Jack had traveled with Woody in the early fifties and sang Woody’s songs and told stories about Woody that thrilled me. At the end of the evening, he was surrounded by hardier souls than I and I waited until he left the club and followed himself and his wife, June, home on the train. I stalked them from train station to lodgings, made a note of the number of the house and sent a letter. Good at sending letters I was in those days!
Jack rang me a day or two later and said : "Come on over!" Little did he know what he was letting himself in for … I used to ride my bicycle over there every morning after that. I’d arrive at about 10am, bang on the door and sit on the end of the bed till they got up! Davy Graham was another frequent visitor. Jack, June and I would go out, leaving Davy to play Jack’s guitar. When we got home, Davy would be gone and Jack would be lamenting that his "goddam strings" had been new that morning!

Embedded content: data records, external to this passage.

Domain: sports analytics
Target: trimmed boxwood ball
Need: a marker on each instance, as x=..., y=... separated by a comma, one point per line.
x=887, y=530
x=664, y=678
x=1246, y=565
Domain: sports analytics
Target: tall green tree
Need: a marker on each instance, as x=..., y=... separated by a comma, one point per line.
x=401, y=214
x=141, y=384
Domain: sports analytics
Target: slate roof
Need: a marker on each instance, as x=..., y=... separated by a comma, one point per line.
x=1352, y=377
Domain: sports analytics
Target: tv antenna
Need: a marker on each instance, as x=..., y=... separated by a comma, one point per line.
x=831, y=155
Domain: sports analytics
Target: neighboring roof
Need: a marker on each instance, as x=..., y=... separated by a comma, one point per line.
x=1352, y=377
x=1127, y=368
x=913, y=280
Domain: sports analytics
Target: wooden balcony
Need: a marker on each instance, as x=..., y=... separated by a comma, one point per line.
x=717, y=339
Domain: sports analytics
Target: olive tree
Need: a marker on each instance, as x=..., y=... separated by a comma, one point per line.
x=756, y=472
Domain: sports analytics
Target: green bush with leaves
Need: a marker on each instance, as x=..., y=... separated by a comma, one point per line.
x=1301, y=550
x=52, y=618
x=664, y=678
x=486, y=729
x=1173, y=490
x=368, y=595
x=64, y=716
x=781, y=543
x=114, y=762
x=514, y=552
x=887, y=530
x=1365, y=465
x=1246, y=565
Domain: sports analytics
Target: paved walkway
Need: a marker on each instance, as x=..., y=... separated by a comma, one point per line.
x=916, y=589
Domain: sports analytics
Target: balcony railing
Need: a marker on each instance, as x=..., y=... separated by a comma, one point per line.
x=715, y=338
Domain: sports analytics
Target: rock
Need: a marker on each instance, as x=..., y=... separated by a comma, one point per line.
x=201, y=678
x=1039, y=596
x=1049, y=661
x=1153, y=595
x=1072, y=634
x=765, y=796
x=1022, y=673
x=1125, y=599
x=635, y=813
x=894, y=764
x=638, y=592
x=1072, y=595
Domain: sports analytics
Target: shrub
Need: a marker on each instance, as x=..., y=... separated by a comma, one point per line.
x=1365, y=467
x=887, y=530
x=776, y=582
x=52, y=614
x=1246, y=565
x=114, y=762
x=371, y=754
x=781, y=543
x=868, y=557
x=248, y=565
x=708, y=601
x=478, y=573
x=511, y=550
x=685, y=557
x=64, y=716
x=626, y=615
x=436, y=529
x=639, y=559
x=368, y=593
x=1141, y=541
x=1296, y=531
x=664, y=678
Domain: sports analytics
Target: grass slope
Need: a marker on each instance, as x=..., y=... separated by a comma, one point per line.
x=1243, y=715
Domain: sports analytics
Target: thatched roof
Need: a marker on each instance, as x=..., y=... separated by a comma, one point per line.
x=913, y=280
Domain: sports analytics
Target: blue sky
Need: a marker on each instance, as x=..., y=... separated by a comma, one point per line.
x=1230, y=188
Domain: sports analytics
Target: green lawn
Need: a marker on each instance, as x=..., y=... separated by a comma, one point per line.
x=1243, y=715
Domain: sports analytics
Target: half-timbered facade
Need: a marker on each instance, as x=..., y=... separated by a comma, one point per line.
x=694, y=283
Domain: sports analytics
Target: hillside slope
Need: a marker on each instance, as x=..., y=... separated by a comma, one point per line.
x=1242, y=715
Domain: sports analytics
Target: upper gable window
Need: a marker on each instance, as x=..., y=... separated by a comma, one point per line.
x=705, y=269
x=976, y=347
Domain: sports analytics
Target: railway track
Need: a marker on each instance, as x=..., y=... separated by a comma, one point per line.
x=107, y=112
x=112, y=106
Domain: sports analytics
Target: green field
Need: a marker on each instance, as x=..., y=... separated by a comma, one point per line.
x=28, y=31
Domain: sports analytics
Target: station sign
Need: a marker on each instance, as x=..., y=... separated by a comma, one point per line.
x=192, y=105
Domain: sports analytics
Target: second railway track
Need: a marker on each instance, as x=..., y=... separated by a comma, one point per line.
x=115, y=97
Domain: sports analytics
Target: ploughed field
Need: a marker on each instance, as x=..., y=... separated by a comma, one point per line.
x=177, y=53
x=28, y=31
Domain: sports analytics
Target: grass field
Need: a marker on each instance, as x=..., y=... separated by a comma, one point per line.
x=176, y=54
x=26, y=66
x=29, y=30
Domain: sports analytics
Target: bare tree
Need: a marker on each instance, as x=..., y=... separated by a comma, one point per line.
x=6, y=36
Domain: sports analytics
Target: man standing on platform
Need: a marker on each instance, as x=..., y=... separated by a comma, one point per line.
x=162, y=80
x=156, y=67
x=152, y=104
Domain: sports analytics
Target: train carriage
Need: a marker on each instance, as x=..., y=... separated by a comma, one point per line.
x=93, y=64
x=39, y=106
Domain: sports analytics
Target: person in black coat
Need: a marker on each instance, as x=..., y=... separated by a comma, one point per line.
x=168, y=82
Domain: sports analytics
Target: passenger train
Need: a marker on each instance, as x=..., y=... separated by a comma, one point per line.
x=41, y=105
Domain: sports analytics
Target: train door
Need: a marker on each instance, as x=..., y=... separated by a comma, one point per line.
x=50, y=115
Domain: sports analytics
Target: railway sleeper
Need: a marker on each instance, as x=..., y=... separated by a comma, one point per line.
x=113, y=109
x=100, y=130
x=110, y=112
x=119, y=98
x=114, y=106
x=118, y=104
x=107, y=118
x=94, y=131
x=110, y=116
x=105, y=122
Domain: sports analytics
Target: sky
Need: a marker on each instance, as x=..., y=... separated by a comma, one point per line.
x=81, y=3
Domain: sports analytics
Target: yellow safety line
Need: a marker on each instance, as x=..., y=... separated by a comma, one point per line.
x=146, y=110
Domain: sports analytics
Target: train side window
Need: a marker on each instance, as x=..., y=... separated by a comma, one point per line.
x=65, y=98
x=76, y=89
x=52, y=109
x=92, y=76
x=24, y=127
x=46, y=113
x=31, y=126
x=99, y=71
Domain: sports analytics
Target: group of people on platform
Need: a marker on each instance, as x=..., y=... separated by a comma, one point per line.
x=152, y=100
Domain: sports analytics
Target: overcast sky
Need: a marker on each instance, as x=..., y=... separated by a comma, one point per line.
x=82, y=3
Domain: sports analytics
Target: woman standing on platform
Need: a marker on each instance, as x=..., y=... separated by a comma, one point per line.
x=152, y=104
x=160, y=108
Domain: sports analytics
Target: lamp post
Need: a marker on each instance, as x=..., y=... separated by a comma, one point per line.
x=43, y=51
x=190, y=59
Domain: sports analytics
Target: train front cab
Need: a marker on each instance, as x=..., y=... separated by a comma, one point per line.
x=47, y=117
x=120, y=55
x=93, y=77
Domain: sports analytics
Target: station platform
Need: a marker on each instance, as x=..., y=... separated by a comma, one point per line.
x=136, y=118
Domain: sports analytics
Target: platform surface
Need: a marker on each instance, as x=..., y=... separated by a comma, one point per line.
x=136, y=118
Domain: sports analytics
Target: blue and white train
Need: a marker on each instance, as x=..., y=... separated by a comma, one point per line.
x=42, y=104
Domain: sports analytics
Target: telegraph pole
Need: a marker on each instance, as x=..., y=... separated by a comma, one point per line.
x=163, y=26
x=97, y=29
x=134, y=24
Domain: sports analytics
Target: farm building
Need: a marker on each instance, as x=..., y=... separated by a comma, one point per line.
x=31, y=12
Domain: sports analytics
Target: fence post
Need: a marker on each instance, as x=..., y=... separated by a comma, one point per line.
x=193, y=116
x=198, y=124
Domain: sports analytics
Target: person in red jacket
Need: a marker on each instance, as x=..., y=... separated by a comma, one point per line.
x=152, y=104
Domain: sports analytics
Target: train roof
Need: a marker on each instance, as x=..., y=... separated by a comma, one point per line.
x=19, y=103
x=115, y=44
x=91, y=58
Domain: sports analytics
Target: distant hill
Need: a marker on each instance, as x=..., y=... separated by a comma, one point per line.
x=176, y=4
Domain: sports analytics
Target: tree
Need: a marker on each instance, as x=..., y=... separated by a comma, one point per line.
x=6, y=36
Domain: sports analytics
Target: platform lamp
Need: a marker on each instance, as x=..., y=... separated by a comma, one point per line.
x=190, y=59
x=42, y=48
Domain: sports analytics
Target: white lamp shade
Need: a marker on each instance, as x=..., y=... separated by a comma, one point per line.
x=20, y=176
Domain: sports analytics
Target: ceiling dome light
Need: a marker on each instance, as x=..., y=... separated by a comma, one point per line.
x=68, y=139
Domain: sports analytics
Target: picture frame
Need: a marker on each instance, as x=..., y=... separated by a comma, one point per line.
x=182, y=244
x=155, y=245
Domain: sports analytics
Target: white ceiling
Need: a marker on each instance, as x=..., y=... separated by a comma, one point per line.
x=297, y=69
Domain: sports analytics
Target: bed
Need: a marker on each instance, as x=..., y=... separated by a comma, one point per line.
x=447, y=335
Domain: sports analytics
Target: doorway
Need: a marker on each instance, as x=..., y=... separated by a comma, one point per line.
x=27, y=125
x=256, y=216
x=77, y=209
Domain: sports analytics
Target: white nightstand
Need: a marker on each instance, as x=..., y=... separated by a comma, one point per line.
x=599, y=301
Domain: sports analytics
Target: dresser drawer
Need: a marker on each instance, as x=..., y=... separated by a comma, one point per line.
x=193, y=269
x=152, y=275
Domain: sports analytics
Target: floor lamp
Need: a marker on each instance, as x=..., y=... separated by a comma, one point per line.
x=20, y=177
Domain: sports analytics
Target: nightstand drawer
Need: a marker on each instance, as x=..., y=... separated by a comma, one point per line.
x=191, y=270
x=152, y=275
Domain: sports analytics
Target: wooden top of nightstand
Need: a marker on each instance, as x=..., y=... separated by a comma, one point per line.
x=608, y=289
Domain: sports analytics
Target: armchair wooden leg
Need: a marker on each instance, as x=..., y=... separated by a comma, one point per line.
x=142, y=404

Derroll Adams and his Belgian wife, Isabelle came over from Brussels where they were living and Jack and Derroll, who were old friends and playing partners, did some great gigs together. Derroll was much taken with my mother and he and Jack listened with interest to her stories of "treading the boards" in the Thirties.
Derroll and Isabelle went back to Belgium and Jack went off to Israel where he parted with June. She wrote me a letter, telling me this and asking me to look after Jack when he came back that spring. Jack was pretty cut up about the split when he got back to London. I went down to Waterloo station to meet him with his agent, Malcolm Nixon.
Jack seemed a bit lost without June but he wasn’t alone for too long. He used to come round to my flat with various girlfriends and we’d sit and record tapes for Woody. One evening we recorded a Woody song and Jack turned to me in amazement and said, "Andy, you sound more like Woody than I do!" As Woody had once said to Jack, "Jack you sound more like me than I do!" I felt pretty proud.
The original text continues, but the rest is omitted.